Autor: Dr. Thomas Leeb

In Italien regiert eine Koalition aus zwei populistischen Parteien, der Fünf-Sterne-Bewegung und der Lega. Über die politische Situation des viertgrößten EU-Mitgliedslandes interviewten wir den renommierten italienischen Historiker Prof. Giovanni Orsina. Er war Diskussionspartner einer gemeinsamen Veranstaltung des Martens-Center für Europäische Studien und des Europa-Büro Brüssel der HSS am 16. Juli 2019.

Giovanni Orsina (rechts im Bild), geboren 1967, lehrt als Professor für Zeitgeschichte an der Libera Università Internazionale degli Studi Sociali Guido Carli (LUISS) in Rom. Er ist einer der bekanntesten Populismusforscher Italiens. Ein Schwerpunkt seiner Tätigkeit ist die Geschichte von Parteien und europäischer politischer Systeme.
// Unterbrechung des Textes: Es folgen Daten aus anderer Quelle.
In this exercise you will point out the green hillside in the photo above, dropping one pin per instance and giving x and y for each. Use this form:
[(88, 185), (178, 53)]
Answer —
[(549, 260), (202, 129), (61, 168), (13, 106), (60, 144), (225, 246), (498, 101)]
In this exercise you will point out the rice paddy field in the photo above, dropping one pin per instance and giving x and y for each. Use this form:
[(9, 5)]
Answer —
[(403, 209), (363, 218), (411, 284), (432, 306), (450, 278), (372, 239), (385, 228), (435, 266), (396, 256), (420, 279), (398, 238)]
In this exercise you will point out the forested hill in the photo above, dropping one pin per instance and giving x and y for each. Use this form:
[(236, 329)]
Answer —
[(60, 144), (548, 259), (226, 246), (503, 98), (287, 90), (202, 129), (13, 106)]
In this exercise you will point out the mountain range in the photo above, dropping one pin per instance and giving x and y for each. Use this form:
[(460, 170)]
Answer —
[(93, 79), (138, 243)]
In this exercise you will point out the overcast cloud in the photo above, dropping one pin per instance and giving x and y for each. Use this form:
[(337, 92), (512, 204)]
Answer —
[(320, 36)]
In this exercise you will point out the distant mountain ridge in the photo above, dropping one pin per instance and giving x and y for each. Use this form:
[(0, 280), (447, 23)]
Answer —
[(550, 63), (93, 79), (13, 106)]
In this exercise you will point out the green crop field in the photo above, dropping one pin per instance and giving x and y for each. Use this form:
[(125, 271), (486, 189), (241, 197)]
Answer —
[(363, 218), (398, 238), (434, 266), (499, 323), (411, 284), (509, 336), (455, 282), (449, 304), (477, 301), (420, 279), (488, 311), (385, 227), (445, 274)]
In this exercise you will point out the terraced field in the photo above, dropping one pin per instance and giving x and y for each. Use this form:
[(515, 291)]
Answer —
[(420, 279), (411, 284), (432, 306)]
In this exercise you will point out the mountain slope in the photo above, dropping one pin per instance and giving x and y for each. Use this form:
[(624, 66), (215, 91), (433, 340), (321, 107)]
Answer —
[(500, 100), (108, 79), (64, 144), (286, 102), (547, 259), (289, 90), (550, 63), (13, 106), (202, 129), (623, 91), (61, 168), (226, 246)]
Giovanni Orsina (rechts im Bild), geboren 1967, lehrt als Professor für Zeitgeschichte an der Libera Università Internazionale degli Studi Sociali Guido Carli (LUISS) in Rom. Er ist einer der bekanntesten Populismusforscher Italiens. Ein Schwerpunkt seiner Tätigkeit ist die Geschichte von Parteien und europäischer politischer Systeme.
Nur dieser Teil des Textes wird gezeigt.